As a designer it’s also necessary to make sure that the product that arrives on site is what was specified. Yee said. Quality control programs are critical. On their site inspections, for example, they have several times found that the argon filling specified for insulating glass units was missing.

The trend for architecture to be more individualized, such as with twisting glass-walled towers, irregular forms, and special cladding features, demands more engineering attention. Pearson cited a campus building where a patterned metal screen was added outside the glass wall envelope to provide shading. A catwalk was provided between the two vertical walls and gave enough room for crews to clean and maintain the glass. However, there was not enough space to manoeuvre when it came time to replace a glass panel. So cranes had to be brought in.

Another project, in Calgary, was designed with a terracotta outer screen wall. Anticipating potential problems, Halsall recommended testing a scale model of the wall in a “cold room” to show how snow and ice may build up on the façade.

Glare and reflections from glass can create unforeseen problems. Pearson cited a case in the southern U.S. where sunlight reflecting off glass melted the siding on a neighbour’s house. The neighbour’s response: install a mirror and shine the light right back.

There can also be problems with large prefabricated cladding panels. These are “fast, flexible, and have great textures.” They have the advantage of being manufactured under quality-controlled conditions. But problems can come when they arrive on site and hundreds, sometimes thousands, of them have to be assembled. The joints and transitions between panels and materials need careful detailing to maintain the external water and air barrier. Pearson showed an infra-red photograph of a building under positive pressure where heat could be seen escaping through the panel joints. Detailing the panel joints might represent only 10% of the entire job, she suggested, but “to do it right might take 90% of the time.”

Insulation is another issue. You may not achieve your expected R20 wall if the fasteners, drip edges and connectors, for example, create thermal bridges, said the presenters. In some cases insulation can ruin historic brick buildings by cutting off the interior heat source to the outside walls and exposing them to greater freezing and thaw risks. If improving energy efficiency is the goal, it may make more sense to look for ways to make the building air tight.

With flooring problems sometimes occur due to the shift to low-VOC adhesives.

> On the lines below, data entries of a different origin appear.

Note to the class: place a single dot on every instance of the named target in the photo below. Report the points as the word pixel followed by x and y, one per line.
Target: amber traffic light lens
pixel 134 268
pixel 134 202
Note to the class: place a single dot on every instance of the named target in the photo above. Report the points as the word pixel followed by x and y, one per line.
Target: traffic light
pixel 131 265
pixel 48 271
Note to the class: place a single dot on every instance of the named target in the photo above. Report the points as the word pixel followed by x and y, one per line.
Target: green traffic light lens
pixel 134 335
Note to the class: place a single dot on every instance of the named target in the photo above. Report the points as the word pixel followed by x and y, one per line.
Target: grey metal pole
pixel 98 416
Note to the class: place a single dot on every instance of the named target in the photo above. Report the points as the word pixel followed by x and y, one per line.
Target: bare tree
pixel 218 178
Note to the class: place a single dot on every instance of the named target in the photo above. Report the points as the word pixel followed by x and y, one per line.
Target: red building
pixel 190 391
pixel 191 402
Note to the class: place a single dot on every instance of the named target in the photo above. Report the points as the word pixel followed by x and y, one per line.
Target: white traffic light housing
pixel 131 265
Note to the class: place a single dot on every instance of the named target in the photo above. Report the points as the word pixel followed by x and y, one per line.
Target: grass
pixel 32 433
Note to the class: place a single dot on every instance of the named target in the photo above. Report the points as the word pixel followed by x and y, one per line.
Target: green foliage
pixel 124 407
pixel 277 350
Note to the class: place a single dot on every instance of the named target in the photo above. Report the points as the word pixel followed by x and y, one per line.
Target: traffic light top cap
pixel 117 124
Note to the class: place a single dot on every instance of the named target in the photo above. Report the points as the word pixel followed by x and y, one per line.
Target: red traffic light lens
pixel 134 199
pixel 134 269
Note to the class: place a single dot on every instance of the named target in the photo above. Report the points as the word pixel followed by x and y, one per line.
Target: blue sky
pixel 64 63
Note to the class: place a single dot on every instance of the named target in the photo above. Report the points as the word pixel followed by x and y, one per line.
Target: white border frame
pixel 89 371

Pearson and Yee reported seeing blistering, debonding and lifting floors, which can be a costly problem to fix in facilities such as hospitals. Concrete floors are often poured at the end of a project and not enough time is left for the concrete to cure and dry out before an impermeable floor material is installed.

With Murphy’s Law (what can go wrong, will go wrong), we might be tempted to just give up, Pearson said. But she had some remedies to offer.

First, do a collaborative design review with all the major players involved as early as possible. That way the architects, engineers, contractors, etc. can all discuss the intent of the project, provide their specialist input, and discuss plan B if new conditions should arise.

Second, do more testing. This includes laboratory tests, such as cold room scale testing and quality control field tests to ensure you are receiving the upgrades that your client is paying for.

Pearson’s final advice: “Plan ahead, and communicate with the whole project team.”